To confirm whether a specific address is served by Xcel CO, check your electricity bill. A ZIP lookup tool is coming to this site.

Full data and sources

Per-utility prices are computed from EIA Form 861 (bundled residential revenue divided by sales), which reconciles to the EIA's published figures. These are public-domain U.S. government data.

Xcel CO average residential electricity price by year
YearXcel CO (c/kWh)
201511.6
201611.9
201712.05
201812.28
201912.72
202012.7
202113.09
202214.13
202314.6
202415.05

Sources: EIA Form 861 annual data (Sales_Ult_Cust files, 2015-2024) · EIA Electric Sales, Revenue, and Average Price (Table 6) · Colorado Revised Statutes, Title 40 (net metering, 40-2-124) · Xcel Colorado solar net metering and billing FAQ · Colorado Public Utilities Commission, time-of-use rates

FAQ

Does Xcel Colorado have net metering?

Yes. Colorado law keeps full retail-rate net metering, so Xcel credits exported solar 1:1, and monthly net excess rolls forward. You can size a residential system up to 200 percent of your expected average annual consumption, more headroom than most states allow.

What does Xcel pay for leftover solar at year end?
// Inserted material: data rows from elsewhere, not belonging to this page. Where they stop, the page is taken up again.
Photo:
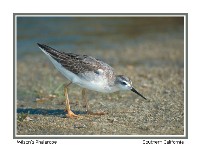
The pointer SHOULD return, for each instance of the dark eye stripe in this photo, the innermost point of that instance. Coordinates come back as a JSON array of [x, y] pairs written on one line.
[[124, 83]]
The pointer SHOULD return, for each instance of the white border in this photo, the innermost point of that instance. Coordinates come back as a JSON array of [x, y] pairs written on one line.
[[104, 136]]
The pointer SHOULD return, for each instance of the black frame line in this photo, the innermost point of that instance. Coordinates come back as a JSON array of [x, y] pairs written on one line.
[[185, 15]]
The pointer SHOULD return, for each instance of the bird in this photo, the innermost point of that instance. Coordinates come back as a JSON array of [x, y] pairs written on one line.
[[88, 73]]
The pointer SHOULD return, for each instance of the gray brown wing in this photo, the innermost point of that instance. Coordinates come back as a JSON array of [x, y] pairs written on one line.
[[78, 63]]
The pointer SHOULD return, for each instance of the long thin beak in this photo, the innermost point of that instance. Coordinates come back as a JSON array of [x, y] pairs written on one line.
[[138, 93]]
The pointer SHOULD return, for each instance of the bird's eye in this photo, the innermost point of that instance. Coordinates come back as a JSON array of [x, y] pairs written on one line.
[[123, 83]]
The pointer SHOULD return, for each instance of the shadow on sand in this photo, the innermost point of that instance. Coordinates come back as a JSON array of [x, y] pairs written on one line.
[[55, 112]]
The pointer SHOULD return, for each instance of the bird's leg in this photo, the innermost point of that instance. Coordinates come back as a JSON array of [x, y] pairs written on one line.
[[69, 112], [84, 98]]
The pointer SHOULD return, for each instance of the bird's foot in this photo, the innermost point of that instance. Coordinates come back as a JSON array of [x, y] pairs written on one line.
[[96, 113]]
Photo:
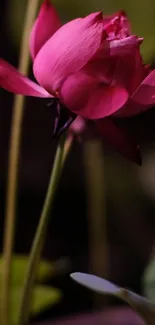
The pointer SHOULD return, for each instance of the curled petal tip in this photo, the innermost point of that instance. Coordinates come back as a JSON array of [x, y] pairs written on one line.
[[46, 24], [140, 40], [138, 158]]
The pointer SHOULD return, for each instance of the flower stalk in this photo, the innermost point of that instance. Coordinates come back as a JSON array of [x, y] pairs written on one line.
[[39, 238], [15, 140]]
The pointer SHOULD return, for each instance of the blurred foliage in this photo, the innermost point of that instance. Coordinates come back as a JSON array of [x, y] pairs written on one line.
[[141, 14], [19, 266], [142, 306], [149, 279], [44, 296]]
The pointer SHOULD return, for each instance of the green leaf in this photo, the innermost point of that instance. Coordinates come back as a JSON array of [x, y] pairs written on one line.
[[144, 307], [19, 266], [43, 297]]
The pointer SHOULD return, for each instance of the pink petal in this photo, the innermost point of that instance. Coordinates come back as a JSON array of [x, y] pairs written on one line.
[[124, 45], [46, 24], [15, 82], [118, 139], [124, 21], [118, 47], [129, 70], [68, 50], [142, 99], [83, 95]]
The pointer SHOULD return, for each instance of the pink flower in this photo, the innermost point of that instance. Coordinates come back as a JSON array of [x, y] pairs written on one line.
[[92, 66]]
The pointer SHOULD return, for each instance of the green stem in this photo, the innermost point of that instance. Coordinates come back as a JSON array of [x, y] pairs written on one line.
[[95, 181], [40, 235], [14, 152]]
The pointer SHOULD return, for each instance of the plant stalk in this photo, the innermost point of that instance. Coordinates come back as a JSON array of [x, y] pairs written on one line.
[[15, 140], [39, 238]]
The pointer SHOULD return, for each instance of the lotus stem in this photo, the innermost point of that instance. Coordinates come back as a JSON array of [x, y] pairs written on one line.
[[14, 153]]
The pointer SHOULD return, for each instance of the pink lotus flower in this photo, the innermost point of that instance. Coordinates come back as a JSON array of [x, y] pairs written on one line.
[[92, 66]]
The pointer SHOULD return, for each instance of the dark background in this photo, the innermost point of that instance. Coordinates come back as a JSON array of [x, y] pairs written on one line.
[[129, 190]]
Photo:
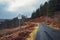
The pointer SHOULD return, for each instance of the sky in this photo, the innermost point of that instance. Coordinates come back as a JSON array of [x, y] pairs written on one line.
[[12, 8]]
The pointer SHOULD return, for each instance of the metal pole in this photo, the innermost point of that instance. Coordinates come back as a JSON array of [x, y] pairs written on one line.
[[19, 25], [19, 21]]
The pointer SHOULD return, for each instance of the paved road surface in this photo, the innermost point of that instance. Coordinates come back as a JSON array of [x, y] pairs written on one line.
[[46, 33]]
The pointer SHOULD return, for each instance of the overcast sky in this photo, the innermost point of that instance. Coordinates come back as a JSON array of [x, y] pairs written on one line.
[[11, 8]]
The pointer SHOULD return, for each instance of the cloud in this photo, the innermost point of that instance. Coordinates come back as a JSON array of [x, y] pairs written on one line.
[[11, 8], [14, 4]]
It depends on your Solar Bank choice. The default annual cash-out pays your remaining excess at Xcel's average hourly incremental cost, historically only about 1.5 to 2.6 cents per kWh, far below retail. The alternative, continuous rollover, keeps credits at retail but never pays them out and forfeits them if you move.

Should I oversize a solar system on Xcel Colorado?

Generally no. Even though Colorado allows sizing up to 200 percent of usage, production beyond your own consumption ends up paid at the very low year-end cash-out rate or locked in a rollover bank you cannot cash out. Sizing to your annual usage captures the most value.

Are Xcel Colorado rates changing?

Time-of-use is now the default residential plan, and Xcel filed a large electric rate case in November 2025. A proposed settlement would raise the typical residential bill by about $6 per month, with a Colorado Public Utilities Commission decision expected in 2026. Those figures are proposed, not final.